OBJECTIVE: To examine factors associated with prostate-specific antigen (PSA) testing in the multiethnic California Men’s Health Study. STUDY DESIGN: Cross-Sectional analysis nested within a cohort of male health plan members (n = 55,278). METHODS: We extracted laboratory serum PSA values during the study period from 1998 to 2002. Using selected demographic and healthcare factors, we estimated the proportion of men who underwent PSA testing at least once during the 5-year period. Odds ratios and corresponding 95% confidence intervals were estimated to assess the association between these factors and PSA screening use. RESULTS: African American men had substantially higher PSA screening prevalence than white men (82.6% vs 73.7%). Low PSA screening use was associated with Latino race/ethnicity, lower level of education, residency in the United States for 25 years or less, current smoking, and lack of PSA test discussion with healthcare providers.
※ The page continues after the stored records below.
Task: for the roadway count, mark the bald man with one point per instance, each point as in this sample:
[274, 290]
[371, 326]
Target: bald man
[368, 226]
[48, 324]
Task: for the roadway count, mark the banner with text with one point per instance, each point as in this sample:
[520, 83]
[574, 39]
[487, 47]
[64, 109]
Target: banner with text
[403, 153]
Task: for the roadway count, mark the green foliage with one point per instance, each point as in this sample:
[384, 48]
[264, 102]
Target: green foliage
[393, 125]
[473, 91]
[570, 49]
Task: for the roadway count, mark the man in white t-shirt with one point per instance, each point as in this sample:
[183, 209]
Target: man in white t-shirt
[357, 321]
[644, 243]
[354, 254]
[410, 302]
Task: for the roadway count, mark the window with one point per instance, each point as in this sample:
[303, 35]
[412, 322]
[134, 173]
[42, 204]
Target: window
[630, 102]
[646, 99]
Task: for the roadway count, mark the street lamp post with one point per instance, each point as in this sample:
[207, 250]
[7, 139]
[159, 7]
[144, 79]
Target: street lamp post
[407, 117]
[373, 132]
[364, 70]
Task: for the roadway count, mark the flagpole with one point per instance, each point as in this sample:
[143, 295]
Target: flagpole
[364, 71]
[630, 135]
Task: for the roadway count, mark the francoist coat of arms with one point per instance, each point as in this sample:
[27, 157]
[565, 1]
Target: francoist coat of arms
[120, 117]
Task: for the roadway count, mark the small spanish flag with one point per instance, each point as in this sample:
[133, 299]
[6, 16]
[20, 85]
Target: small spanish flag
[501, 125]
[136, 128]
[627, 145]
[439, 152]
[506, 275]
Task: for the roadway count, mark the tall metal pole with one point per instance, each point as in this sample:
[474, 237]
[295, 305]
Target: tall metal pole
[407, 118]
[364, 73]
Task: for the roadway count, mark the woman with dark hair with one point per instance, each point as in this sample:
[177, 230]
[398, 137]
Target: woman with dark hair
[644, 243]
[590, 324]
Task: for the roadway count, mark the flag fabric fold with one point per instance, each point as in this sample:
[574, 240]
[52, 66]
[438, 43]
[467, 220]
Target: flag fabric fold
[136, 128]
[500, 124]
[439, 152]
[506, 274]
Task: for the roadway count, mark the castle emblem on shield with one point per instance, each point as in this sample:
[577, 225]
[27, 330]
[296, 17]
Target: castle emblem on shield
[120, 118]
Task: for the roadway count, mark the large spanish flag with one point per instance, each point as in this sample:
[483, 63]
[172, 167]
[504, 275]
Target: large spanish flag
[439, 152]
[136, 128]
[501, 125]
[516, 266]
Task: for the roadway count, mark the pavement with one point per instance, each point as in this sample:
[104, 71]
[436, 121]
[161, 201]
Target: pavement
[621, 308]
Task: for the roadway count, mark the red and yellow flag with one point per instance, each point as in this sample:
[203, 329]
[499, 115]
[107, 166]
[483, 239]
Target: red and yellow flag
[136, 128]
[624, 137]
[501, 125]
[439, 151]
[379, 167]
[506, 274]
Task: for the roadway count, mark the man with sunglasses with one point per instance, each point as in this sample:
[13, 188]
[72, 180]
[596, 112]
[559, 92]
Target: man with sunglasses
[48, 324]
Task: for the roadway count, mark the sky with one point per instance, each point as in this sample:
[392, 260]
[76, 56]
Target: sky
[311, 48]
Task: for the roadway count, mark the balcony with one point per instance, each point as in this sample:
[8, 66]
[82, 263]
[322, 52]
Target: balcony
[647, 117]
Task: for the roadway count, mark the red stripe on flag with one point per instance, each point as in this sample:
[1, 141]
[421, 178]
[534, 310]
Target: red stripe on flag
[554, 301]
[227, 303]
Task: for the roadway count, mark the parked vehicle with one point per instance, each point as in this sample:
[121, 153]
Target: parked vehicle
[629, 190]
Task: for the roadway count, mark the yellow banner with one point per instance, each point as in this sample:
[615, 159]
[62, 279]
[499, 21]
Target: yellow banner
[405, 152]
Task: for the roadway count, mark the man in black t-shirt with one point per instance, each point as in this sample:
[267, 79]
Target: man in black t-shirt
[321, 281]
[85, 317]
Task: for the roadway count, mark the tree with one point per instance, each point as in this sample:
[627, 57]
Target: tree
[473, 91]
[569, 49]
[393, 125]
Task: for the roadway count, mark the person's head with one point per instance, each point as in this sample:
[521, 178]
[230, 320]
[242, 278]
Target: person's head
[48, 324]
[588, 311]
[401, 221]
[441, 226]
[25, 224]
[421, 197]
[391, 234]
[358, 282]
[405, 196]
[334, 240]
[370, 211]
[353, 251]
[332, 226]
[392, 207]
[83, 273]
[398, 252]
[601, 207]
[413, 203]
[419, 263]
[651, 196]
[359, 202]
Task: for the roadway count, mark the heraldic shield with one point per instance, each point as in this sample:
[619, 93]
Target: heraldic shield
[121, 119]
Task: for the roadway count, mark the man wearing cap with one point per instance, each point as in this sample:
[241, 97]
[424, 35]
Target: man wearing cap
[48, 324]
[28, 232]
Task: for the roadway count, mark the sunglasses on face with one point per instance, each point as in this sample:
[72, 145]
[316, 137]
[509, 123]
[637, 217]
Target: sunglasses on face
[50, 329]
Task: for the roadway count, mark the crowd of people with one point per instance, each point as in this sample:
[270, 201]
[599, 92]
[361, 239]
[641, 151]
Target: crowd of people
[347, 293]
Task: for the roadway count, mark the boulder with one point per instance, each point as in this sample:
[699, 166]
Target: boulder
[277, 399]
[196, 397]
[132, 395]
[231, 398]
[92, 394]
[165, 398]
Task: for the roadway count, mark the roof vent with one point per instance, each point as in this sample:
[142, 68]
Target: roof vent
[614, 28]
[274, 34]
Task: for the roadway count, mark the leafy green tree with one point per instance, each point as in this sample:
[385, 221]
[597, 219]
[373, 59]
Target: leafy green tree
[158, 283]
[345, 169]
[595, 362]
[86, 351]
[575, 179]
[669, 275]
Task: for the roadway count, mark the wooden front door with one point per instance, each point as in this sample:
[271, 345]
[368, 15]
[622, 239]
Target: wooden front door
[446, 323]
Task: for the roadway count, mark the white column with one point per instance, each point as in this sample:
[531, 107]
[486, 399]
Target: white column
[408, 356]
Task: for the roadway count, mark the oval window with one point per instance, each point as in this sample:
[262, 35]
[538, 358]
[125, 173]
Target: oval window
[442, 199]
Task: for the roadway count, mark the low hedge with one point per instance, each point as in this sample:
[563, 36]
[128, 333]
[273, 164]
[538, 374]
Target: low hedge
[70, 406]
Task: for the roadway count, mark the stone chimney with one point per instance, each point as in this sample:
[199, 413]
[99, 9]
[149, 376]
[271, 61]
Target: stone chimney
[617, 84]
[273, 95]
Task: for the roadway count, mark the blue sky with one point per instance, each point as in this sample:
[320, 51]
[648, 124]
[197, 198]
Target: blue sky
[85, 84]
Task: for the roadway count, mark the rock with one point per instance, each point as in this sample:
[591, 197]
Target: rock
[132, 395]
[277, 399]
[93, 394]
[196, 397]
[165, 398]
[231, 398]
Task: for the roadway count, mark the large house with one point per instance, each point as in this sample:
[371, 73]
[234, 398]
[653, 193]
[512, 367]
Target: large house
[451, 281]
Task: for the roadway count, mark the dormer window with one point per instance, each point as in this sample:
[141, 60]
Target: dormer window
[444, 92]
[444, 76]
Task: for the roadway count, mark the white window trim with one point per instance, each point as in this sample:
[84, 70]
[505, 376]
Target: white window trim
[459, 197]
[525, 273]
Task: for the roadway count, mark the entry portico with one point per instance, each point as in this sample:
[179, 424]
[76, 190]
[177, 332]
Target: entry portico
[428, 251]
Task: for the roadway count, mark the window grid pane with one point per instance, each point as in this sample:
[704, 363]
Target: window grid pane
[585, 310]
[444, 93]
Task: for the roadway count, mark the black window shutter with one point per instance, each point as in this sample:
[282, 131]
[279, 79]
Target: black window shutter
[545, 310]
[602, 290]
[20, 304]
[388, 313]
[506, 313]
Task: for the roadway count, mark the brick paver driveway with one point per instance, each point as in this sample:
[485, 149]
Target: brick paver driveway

The strongest positive predictors of PSA testing were African American race/ethnicity (odds ratio, 1.66; 95% confidence interval, 1.50-1.83) and high concern about prostate cancer (odds ratio, 1.53; 95% confidence interval, 1.38-1.69). In contrast, when men did not discuss PSA testing with their physicians, they were 80% less likely to undergo screening. CONCLUSIONS: In this insured population for whom financial barriers are minimized, PSA screening varied by race/ethnicity and by other patient and clinical factors, possibly reflecting inconsistencies in prostate cancer screening guidelines. Despite these differences, healthcare providers have a key role in patients’ likelihood of undergoing PSA screening.

Authors: Haque R; Van Den Eeden SK; Jacobsen SJ; Caan B; Avila CC; Slezak J; Sternfeld B; Loo RK; Quinn VP

Am J Manag Care. 2009 Nov;15(11):793-9.